My brother and I knew that the last 30 minutes of shooting light would be our best chance to kill a bird. We just needed the right flock to fly in our direction. A string of honkers came off the water a few hundred yards in front of us. They were big. We call them Canton geese because they’re locals that never migrate, programmed to go where they know they will be safe. But this flock screwed up.

They were flying fast, but not high enough, and when they skirted the edge of our small wetland, I rose, pulled the trigger twice, and the lead bird crashed into a thicket of Russian olive.

I ran up the hillside to look for the bird. My brother stayed below on the levee and spotted it first. So, I worked my way toward his voice and found the goose.

“Oh Carl,” I sad.

He knew immediately what that meant. “You shot a band? Nice!”

We both also knew the bird was a local, and later found out the goose had been banded only two miles from where I shot it. It was massive, weighing over 14 pounds. When I cut the breasts out at home on the tailgate of my truck, they were the size of two Easter hams.

It had been years since I shot a Canton band, and reminded me of my dad and all the fun we’d had around here. While he brushed in goose blinds in the summer I would play in the standing corn. When the season came, I built sandcastles on the banks of the Illinois River in the early mornings. Later, we’d sit together in small-town taverns, eating foot-long hot dogs and frozen Snickers bars. I needed that band more than I knew.

Two days later, Carl and I spent one last afternoon in a Canton duck blind. We were hunting flooded corn, the spot where all the mallards would come into as shooting light set on another Illinois season. A few ducks did fly into the decoys before time was up. We shot four hens: three mallards, and one wigeon—an ugly but classic central Illinois lanyard of ducks.
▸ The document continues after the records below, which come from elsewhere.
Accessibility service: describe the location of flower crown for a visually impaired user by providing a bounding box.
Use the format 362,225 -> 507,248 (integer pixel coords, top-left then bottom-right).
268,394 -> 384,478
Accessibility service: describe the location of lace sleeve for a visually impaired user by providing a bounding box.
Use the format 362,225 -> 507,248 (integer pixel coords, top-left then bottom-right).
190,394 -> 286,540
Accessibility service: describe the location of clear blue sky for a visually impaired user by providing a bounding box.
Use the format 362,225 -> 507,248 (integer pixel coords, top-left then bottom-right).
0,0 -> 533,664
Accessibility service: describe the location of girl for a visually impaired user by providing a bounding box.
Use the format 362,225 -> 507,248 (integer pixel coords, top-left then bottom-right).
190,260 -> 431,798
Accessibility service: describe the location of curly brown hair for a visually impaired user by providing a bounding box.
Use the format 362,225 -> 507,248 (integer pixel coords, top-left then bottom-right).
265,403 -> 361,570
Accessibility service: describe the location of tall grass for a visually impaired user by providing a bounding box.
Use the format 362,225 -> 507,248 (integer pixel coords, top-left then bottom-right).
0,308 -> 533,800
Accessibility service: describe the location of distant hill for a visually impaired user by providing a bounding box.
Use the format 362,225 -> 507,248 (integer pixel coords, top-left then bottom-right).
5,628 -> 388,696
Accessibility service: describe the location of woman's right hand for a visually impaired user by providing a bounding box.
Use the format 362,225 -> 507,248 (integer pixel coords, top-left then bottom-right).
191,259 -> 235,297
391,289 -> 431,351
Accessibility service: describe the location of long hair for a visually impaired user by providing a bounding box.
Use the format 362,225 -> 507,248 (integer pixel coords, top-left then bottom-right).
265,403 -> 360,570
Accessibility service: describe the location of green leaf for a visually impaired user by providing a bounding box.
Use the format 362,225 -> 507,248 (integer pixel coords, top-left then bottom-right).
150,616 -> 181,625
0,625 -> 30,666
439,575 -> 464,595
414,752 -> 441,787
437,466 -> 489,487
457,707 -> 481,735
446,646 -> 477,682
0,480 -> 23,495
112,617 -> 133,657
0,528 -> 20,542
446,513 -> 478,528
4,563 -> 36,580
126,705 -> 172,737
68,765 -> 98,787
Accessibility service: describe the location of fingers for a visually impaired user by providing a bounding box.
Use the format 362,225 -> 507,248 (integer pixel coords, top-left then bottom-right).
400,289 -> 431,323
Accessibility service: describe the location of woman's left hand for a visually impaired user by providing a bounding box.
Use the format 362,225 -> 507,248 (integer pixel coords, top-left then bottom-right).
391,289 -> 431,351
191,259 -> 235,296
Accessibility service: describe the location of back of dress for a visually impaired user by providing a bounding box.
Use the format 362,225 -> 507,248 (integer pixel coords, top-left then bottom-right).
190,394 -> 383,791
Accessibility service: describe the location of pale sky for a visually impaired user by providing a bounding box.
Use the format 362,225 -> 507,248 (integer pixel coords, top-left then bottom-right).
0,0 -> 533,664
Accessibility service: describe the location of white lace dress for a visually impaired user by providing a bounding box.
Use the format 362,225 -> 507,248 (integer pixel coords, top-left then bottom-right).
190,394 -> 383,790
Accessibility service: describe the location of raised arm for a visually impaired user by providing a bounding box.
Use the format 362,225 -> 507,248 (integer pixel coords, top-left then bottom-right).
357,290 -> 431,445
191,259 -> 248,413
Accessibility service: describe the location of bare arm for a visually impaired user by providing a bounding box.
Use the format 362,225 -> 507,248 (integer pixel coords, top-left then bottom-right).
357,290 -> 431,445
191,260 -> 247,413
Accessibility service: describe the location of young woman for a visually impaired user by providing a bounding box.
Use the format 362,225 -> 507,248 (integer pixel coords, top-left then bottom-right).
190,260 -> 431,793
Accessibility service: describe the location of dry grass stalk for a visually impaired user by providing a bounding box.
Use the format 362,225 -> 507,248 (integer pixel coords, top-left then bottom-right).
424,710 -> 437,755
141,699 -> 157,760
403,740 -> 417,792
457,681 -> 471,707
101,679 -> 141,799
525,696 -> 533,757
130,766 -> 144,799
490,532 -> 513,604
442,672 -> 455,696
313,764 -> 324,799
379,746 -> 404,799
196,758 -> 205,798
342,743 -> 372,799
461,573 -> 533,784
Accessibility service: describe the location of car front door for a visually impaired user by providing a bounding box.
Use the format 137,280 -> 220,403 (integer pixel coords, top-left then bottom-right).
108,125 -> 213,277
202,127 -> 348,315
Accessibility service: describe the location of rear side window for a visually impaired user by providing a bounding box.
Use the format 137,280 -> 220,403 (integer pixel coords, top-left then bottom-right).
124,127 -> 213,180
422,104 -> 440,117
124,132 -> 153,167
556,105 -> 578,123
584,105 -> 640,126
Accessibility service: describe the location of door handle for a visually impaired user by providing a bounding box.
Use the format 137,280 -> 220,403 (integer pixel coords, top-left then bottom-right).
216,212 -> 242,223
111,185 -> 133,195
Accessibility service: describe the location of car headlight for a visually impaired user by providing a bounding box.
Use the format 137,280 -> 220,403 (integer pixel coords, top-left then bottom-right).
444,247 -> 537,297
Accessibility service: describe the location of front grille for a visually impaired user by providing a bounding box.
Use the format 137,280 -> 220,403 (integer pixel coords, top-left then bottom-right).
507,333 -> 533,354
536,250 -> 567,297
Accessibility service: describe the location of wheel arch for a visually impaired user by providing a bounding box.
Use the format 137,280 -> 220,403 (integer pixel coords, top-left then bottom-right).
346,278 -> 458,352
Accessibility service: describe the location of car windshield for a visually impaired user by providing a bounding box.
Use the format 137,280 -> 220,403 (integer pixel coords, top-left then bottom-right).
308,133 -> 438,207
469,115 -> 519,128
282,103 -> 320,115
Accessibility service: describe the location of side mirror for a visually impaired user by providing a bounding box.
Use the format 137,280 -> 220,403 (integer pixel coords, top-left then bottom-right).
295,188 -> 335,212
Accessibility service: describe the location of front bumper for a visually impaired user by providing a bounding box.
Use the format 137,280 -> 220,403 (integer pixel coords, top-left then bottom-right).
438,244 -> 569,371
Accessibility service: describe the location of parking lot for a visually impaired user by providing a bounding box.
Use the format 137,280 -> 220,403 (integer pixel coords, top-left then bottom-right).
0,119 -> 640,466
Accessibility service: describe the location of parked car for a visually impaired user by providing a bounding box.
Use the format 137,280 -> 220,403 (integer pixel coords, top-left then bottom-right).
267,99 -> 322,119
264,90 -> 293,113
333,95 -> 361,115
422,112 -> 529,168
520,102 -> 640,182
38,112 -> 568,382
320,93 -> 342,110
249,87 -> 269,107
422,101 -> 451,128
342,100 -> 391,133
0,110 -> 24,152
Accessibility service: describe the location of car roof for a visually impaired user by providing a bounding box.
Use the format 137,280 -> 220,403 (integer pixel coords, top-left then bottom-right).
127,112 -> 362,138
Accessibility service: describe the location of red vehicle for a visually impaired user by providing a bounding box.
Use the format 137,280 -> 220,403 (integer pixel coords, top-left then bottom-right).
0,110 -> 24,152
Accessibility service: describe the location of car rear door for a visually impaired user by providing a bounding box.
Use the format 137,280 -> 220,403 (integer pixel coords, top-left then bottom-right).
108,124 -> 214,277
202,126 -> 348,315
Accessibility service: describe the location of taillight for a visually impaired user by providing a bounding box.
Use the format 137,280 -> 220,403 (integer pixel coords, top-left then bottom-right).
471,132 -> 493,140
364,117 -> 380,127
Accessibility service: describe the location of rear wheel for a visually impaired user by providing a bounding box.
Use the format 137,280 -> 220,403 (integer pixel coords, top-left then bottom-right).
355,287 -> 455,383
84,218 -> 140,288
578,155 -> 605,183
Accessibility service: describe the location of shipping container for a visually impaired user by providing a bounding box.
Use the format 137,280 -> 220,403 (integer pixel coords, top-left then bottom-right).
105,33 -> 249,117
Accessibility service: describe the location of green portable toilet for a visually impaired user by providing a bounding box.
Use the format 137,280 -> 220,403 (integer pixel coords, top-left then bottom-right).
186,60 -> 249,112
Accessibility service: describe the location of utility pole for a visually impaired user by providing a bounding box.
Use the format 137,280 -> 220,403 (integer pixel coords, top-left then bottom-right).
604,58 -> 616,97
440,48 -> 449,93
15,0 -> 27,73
We take what we can get here.

The two of us picked up decoys and watched the mallards drop into the corn like they were falling down an elevator shaft. I love how ducks backpedal over the tops of cornstalks, sticking their necks out just before they cannonball into the water. One moment they are majestic in flight, their wings cupped; the next they are like a fat kid jumping off the diving board into the swimming pool. I wanted to grab my phone and record the moment to watch over and again until next season, but my hands were full of cased shotguns and Mojo poles. No matter—I’ll remember that scene in my mind for years to come.